A reasoning that helps to justify these results is that, by adopting the switching scheme, when a pump is repaired, it assumes the smaller usage proportion. Theoretically, since the other pump has already been working for some time, it is more degraded; therefore, by assuming the larger proportion, it will most likely undergo repair much sooner. This obviously diminishes the possibility of both pumps needing repair at the same time.

Figure 2 also clearly shows that for the considered distribution, with the switching scenario (which will henceforth be assumed), the smaller usage proportion yields a larger system availability. We will confirm this in the two following subsections.

2.1. Influence of Mean Repair Time

In order to evaluate how different mean repair times affect availability, several random samples of mean repair times were created through Normal distributions with mean values ranging from $\mu =10$ to $\mu =50$ time units (and standard deviation $\sigma =2$ time units); the failure data was always generated with the same Weibull distribution ($k=3.5$ and $\lambda =40$, giving a mean value of 65 time units). Although these particular values may not be representative of actual ones on the ground, they do reflect the general trend in availability behavior (the results were qualitatively consistent for a range of distinct parameters). The results can be seen in Figure 4 and several conclusions may be drawn.

First and foremost, availability is always highest for the 0%-100% regime, one of the industry standards (commonly known as the “standby pump”/“duty pump” mode). This routine choice is backed by the results; nevertheless, it is a known fact that many devices enduring long periods of inactivity can frequently fail on startup. This is precisely the main issue with such an option, as it frequently gives rise to downtime after a failure of the “duty pump”, which is then immediately followed by a failure of the “standby pump”. On the opposite end, the 50%-50% regime is the worst one essentially every time, hence giving credence to the (common sense) assertion made in Section 1 about the likelihood of better regimes being possible.

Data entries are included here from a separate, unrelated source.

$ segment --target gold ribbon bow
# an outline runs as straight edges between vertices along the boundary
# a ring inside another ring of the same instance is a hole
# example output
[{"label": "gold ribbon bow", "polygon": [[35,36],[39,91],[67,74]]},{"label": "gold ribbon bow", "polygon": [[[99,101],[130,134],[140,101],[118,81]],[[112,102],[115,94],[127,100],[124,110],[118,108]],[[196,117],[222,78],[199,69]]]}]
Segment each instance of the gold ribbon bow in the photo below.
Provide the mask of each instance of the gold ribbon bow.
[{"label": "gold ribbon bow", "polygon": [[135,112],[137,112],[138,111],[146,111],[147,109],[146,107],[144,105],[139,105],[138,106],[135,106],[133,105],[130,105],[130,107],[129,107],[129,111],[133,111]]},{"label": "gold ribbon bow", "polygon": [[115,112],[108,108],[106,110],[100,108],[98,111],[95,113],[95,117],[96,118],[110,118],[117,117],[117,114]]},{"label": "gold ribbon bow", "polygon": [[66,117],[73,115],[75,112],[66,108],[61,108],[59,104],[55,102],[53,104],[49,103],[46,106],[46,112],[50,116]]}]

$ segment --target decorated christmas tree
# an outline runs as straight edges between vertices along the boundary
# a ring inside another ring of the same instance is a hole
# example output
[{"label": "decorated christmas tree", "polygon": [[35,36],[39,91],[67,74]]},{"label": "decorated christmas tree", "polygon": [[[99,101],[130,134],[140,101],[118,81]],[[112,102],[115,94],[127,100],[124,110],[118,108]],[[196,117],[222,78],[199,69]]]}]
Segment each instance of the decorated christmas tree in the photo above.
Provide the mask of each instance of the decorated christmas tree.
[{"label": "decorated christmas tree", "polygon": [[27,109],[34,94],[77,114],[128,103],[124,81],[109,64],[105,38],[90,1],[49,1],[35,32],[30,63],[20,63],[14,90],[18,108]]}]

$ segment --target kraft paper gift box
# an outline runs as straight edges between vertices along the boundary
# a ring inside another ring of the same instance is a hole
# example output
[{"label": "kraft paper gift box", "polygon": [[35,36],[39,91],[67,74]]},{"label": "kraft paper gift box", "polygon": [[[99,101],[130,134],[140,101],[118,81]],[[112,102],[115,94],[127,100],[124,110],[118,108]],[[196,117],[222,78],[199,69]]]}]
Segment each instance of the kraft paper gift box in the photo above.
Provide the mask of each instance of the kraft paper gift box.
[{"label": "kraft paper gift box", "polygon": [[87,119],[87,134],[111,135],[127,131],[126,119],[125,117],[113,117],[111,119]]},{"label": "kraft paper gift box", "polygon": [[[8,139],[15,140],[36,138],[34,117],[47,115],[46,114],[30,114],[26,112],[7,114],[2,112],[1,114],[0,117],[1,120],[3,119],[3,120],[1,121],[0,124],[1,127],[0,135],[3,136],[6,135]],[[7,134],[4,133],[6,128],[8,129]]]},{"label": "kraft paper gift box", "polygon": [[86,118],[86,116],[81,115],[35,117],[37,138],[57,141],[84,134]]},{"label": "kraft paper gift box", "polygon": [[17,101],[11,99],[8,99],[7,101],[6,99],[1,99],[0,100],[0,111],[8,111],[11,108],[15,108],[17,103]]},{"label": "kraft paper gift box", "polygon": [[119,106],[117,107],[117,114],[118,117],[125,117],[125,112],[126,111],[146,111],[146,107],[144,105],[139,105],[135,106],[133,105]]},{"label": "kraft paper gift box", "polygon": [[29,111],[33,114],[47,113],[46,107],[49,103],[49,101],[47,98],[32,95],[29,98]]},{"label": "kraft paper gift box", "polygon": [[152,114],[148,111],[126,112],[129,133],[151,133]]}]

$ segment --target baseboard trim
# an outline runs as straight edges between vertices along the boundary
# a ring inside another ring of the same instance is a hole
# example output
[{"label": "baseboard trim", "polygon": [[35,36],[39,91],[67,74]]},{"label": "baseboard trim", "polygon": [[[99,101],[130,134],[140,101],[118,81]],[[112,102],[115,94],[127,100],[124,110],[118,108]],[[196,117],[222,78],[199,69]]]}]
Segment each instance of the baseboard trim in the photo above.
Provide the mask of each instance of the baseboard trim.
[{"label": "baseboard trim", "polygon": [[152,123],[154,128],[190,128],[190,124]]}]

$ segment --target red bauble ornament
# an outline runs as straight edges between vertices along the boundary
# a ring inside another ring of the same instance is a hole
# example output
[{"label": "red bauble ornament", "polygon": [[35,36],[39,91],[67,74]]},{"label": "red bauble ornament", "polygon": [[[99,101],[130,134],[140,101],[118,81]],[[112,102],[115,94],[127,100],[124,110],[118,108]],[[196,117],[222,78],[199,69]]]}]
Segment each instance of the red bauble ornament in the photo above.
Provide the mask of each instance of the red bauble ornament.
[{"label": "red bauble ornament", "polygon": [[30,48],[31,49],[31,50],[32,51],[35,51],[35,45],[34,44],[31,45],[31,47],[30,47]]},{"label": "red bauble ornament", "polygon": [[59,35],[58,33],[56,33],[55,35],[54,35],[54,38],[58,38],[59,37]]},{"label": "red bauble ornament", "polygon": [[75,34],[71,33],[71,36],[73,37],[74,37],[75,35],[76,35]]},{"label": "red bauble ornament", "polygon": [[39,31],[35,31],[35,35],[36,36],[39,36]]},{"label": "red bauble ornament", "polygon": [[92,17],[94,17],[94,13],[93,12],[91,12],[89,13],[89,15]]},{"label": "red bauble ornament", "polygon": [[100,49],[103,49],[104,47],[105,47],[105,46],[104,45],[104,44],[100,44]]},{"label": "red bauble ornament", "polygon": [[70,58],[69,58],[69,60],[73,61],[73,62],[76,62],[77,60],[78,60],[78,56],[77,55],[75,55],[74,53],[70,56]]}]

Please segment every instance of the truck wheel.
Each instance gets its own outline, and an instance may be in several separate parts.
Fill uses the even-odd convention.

Another self-evident aspect is that the difference in availability for usage proportions ranging from 0 to $0.1$ is negligible (or nearly so). This fact is crucial in view of the above discussion, for it seems to suggest that the main problem can be circumvented by “marginally” deviating from the 0%-100% standard. It may so happen that a marginal usage proportion of a device, in many situations (the one at hand included), is all that is needed to basically eradicate the possibility of a failure on startup, since a considerably long period without working might imply that a failure on the pump is more likely.

The minimal acceptable threshold, however, will surely differ across distinct devices. Even among identical devices it will most likely differ, perhaps even largely on some occasions, as the conditions (temperature, humidity, etc.) under which identical equipment operates may be quite different from installation to installation. Still, and despite availability hitting the high nineties for the $[0,0.1]$ range of proportions, an availability value of say, 99%, may not necessarily be acceptable! Occasionally, a system being unavailable 1% of the time may represent an unacceptable risk (think of hydropressor systems supporting fire hydrants).

Another noteworthy (though not surprising) aspect relates to the duration of interventions: lengthy repairs impact downtime more noticeably, and when the mean time to repair begins approaching the mean time to failure, there is a sharp decline in availability under any operation regime. This latter situation is admittedly an extreme case, which probably does not often occur in industrial settings. Nevertheless, it may still be useful to portray anomalous situations of extended delays owed to some uncontrollable external factors (e.g., disruptions in supply chains).

Another possible approach that already accounts for larger failure rates after longer periods of inactivity is to consider an MTBF dependent on the usage proportion. If a variable scale parameter $\lambda$ is chosen as in Figure 5 (with values ranging from 20 up to 80, depending on the usage proportion), the impact on availability would be as depicted in Figure 6, where some availability curves are shown for mean repair times between 10 and 50 (increments of 5).

It is clear that outermost usage proportions yield smaller availabilities. The best results are attained between $0.1$ and $0.2$, showing that too extreme a proportion is clearly a worst option.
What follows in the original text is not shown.